Виктор Цой - жив! Честный и настоящий!
Эти летом исполнилось 18 лет с того дня, как разбился Виктор Цой. Это случилось в августе 1990-го, в стране, которой больше нет. Он был такой человек, что его до сих помнят. И даже слушают.
Почему? Чем он был хорош? Точнее, чем именно? Может, тем, что занимался своим искусством всерьез? Был искренне равнодушен к славе и бежал от популярности?
Говорят, что для успеха главное — это оказаться в нужном месте, в нужное время и быть к этому готовым. У Цоя совпало все и сразу: выход альбома «Группа крови», буквально тут же – фильм «АССА»… В конце 80-х началась повальная, массовая истерия, названная «киноманией». Популярность группы была просто фантастической. Все было беспрецедентно: рекламная кампания «АССЫ», выход нугмановской «Иглы»… И все это на фоне отсутствия конкуренции: БГ тогда как раз уехал в Америку, «ДДТ» гастролировали по провинции… Был период, когда в обеих русских столицах бал правили «Наутилус» и «Кино».
Как это выглядело тогда?
Вот вам пространная цитата из книги Марьяны Цой «Точка отсчета».
«1987 год. Весна. После концерта в Миассе «киношники» приехали в Челябинск. Билеты на концерт были неформальными: половинка почтовой открытки из «Союзпечати», на которой стоял штампик клуба филофонистов. Продавали официально где-то по рублю. Перед концертом, за пару остановок до зала политехнического института, фарцовщики предлагали билеты по пять рублей! Около института – столпотворение. Вместимость зала – триста человек. На улице у входа, – по меньшей мере, полторы тысячи. ОКОД (оперативный комсомольский отряд) закрыл двери, никого внутрь не пропускают, даже по билетам.

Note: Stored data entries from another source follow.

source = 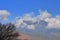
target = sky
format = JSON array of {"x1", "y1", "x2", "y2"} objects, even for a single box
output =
[
  {"x1": 0, "y1": 0, "x2": 60, "y2": 22},
  {"x1": 0, "y1": 0, "x2": 60, "y2": 40}
]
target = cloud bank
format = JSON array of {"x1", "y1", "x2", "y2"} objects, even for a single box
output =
[
  {"x1": 14, "y1": 10, "x2": 60, "y2": 30},
  {"x1": 0, "y1": 10, "x2": 60, "y2": 30},
  {"x1": 0, "y1": 10, "x2": 10, "y2": 21}
]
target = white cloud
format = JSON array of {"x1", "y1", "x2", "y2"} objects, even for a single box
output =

Внутри происходит следующее.
Местные комсомольские вожаки в импровизированной гримерке для музыкантов «Кино» изучают список залитованных произведений, которые должны прозвучать нынче вечером.
Первый вопрос: «А почему печать ленинградского отдела культуры? Почему не горисполкома партии?»
Цой терпеливо объясняет, что в Питере культурой рулят не коммунисты, а музыковеды.
«А почему здесь только названия песен, где тексты?»
Цой невозмутимо говорит: «А тексты народ и так наизусть знает. И у нас в отделе культуры, когда литовали, песни слышали». Комсомольцы вроде бы отстали.
Появляется некий майор милиции, который имеет свои претензии к группе: «А что это они так одеты? Они что, собираются на сцену в таком виде выйти? Посмотрите на их брюки!» «Киношники» переглядываются и смеются. Одеты они все в черное, немаркое: джинсы, курточки, свитера. У Тихомирова на шее бантом завязан шарф: простыл, и местные девочки ухаживали за ним. Из-за бантика прозвали «котенком». Только у Цоя была концертная рубаха из желтого шелка (два любимых цвета — черный и желтый). И потом, откуда тогда взять было денег на концертные костюмы?
Майор волевым решением запрещает концерт. Тем временем публика сметает комсомольцев, милицию и, сломав дубовую дверь, прорывается в зал — какие там контролеры-билеты! Через минуту зал забит до потолка: сидят на подоконниках, в проходах, на спинках стульев, просто на плечах друг друга. «Кино» уже тогда могло претендовать на звание стадионной группы в любом миллионном городе.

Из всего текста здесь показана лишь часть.